Anyway. Theron is playing Sean Connery, while Layne is the newest Highlander. She’s not Connor MacLeod of the Clan MacLeod however, because Matthias Schoenaerts basically fits that part. Layne’s new and unexpected, the first new Immortal in two hundred years, which is ostensibly ominous but the comic’s got—sorry, sorry, the movie—the movie’s got profound logic problems. Rucka.
Theron has been alive since “Xena” times at least and has always battled on the side of good, saving this village or that village for thousands and thousands of years. But it’s 2020 and she no longer sees any evidence of the good she’s done for 4,000 years. Theron and her fellow Immortals Schoenaerts, Marwan Kenzari, and Luca Marinelli do nothing but fight. And in the last few decades, they’ve been mercenaries for the CIA, doing rescue operations. You know, all those rescue operations the CIA does with the good people. Thankfully there’s no government conspiracy for Rucka’s script to be naive about, instead there’s an evil big Pharma company out to steal the secret of immortality.
Harry Melling plays the head of the company.

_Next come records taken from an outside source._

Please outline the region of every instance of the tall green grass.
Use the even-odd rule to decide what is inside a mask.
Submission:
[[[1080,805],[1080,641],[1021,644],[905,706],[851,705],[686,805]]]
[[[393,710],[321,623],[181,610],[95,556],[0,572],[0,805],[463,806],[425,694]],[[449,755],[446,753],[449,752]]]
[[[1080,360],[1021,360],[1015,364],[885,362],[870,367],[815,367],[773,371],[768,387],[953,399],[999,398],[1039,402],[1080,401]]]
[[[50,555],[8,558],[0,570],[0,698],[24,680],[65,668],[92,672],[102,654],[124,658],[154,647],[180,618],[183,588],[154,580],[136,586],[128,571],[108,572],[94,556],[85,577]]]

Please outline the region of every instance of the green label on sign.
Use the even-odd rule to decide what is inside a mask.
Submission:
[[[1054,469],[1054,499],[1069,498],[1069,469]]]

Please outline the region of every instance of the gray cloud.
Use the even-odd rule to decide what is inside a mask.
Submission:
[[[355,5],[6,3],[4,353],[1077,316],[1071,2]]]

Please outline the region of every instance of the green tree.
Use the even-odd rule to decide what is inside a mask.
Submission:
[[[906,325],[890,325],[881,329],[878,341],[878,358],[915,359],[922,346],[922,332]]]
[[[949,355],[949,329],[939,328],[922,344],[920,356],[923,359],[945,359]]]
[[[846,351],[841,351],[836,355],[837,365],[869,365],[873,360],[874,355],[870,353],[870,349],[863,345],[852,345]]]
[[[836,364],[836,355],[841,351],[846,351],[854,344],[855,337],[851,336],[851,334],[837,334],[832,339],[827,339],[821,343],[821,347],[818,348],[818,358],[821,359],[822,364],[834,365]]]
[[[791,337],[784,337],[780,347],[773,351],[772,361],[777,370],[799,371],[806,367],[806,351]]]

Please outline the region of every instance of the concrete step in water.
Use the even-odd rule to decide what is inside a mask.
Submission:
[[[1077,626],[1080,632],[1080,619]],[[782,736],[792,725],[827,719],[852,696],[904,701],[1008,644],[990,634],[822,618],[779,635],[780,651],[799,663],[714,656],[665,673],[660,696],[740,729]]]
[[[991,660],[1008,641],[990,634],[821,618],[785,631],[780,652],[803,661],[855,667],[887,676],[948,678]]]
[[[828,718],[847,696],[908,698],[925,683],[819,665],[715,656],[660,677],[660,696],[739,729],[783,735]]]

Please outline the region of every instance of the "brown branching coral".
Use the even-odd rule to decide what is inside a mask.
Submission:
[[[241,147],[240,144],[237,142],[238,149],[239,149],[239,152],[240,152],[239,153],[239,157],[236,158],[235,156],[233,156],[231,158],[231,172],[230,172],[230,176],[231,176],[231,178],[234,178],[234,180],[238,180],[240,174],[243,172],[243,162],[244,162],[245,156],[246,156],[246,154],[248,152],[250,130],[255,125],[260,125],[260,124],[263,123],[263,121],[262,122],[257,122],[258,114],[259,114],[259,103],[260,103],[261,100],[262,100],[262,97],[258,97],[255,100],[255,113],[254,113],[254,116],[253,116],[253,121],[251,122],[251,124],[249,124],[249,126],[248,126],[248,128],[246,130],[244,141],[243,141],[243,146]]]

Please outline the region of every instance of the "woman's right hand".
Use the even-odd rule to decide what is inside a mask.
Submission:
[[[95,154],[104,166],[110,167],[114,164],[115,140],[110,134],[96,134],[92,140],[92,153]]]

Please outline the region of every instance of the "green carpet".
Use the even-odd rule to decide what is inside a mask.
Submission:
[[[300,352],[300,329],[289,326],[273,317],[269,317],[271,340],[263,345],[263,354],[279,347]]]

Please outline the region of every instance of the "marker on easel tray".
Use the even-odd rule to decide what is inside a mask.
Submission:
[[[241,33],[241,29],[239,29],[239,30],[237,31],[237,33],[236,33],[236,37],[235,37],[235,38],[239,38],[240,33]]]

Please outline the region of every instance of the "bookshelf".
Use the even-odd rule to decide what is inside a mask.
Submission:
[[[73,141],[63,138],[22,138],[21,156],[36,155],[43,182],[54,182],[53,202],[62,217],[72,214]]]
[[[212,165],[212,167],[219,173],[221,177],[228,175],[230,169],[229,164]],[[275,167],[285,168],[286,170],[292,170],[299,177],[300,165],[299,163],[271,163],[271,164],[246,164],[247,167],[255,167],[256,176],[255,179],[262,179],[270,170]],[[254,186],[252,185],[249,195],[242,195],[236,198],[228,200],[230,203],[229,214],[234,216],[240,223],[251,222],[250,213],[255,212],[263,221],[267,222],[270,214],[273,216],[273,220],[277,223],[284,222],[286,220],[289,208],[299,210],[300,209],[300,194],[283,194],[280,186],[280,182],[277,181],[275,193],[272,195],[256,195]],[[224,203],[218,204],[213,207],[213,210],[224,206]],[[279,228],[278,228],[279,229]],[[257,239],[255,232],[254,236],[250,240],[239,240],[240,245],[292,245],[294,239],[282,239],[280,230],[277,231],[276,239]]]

It’s singularly one of the worst villain performances ever. Melling is playing the young Pharma bro evil mastermind only he’s dressed like Pee-Wee Herman (“Playhouse” not South Trail Cinema) and he’s so silly it’s hard to believe anyone could keep a straight face during the scenes. Though most of Melling’s supporting cast is bad. Actually, all of them.
Head of security Joey Ansah is a martial arts guy. He’s never good but at least he can do his fight stuff in the end. Whereas evil scientist Anamaria Marinca is just… bad.
What’s disconcerting is how the casting is otherwise good.
Layne’s fellow Marines—Mette Towley and Natacha Karam—they’re solid. Until that plot line goes bad—Rucka—a movie with them in it more had a lot of potential.
So the leads.
Theron’s as close to bad—due to abject disinterest in anything other than her hand-to-hand scenes, not even the gun fight scenes, which are fine other than that terrible soundtrack–that disinterest is even more concerning given Theron produced the film (which means she’s hit that stage of Eighties Eastwood stage of career)—without every actually being bad. She shows some personality a handful of times, but there’s really no call for it because there’s not really any significant character development because….
Rucka.
Layne’s got some really good moments and she’s always appealing but Old Guard isn’t supposed to be a pilot movie or even a TV movie to test out how Layne does on Netflix, it’s supposed to be a good part. And it’s not a good part. No one’s got a good part.
Well, Schoenaerts. Except his performance is the same Schoenaerts head-shaking and looking off into the distance thing he always does, just immortal this time. He’s likable though. Be fun to see in the sequel. Maybe.
Kenzari’s great. Marinelli’s fine. Chiwetel Ejiofor hopefully bought something nice.
Prince-Bythewood’s direction is fine. The action scenes would’ve been good without the terrible soundtrack. The Old Guard’s not her fault (I mean, I don’t know about the soundtrack but I sincerely hope it wasn’t her idea); the direction’s fine otherwise. The action scenes are anomalies. When scenes otherwise go wrong, it’s because of the script.
Though there are a handful of nice moments in Rucka’s script; until the third act, it really seems like Old Guard’s going to make it through. And then it doesn’t.
Because Rucka’s cheap and obvious, Melling is atrocious, and the soundtrack is painfully exasperating.